Am J Psychiatry 2002;159:681-681. doi:10.1176/appi.ajp.159.4.681-a

To the Editor: Renée Goodwin, Ph.D., and Mark Olfson, M.D., suggested that detection and treatment of panic may reduce the risk of developing major depression in the community (1). A significantly smaller proportion (19%) of individuals who received treatment for panic than those who did not receive it (45%) developed major depression. Unfortunately, the authors’ broad definition of treatment (consultation with any professional, including priests and counselors) hinders a clinical translation of their findings.

There is now, however, evidence that supports the conclusions of Drs. Goodwin and Olfson. We refer to our 2- to 14-year (median=8) follow-up study of 132 patients who satisfied the DSM-IV criteria for panic disorder with agoraphobia, who became panic-free after 12 sessions of behavior therapy based on exposure homework (2). Only 8 patients (6%) developed a major depressive disorder during the follow-up period.

Even though a control group was not available for study participation, the finding was remarkable because of the liability of patients with panic disorder to develop depression (1).

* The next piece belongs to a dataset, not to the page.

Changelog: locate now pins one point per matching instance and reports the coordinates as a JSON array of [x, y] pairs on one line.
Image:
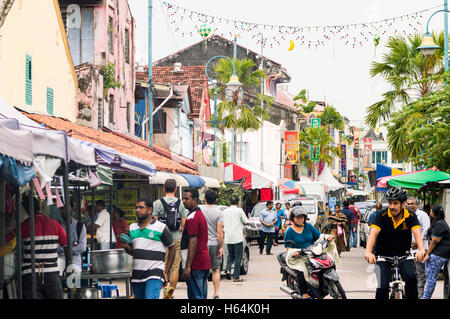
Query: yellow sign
[[127, 202]]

Vollrath and Angst (3) found that the occurrence of depression was the most likely outcome after 7 years for patients initially diagnosed as suffering from “pure panic.” Since cognitive behavior treatment of residual anxiety has been found to improve the outcome of depression (4, 5), it is conceivable that psychotherapy may decrease the vulnerability to depression of patients with panic disorder.

This is not necessarily true of the drug treatment of panic disorder. In our investigation (2), concurrent use of benzodiazepines and antidepressant drugs connoted a worse prognosis in terms of relapse into panic, confirming previous reports. In view of the potential sensitizing effects of antidepressant drugs (6), including emergence of depression during treatment of panic disorder, patients treated with these drugs may have a higher likelihood of developing depression than those treated with psychotherapy or placebo. Follow-up studies on this subject are of utmost importance.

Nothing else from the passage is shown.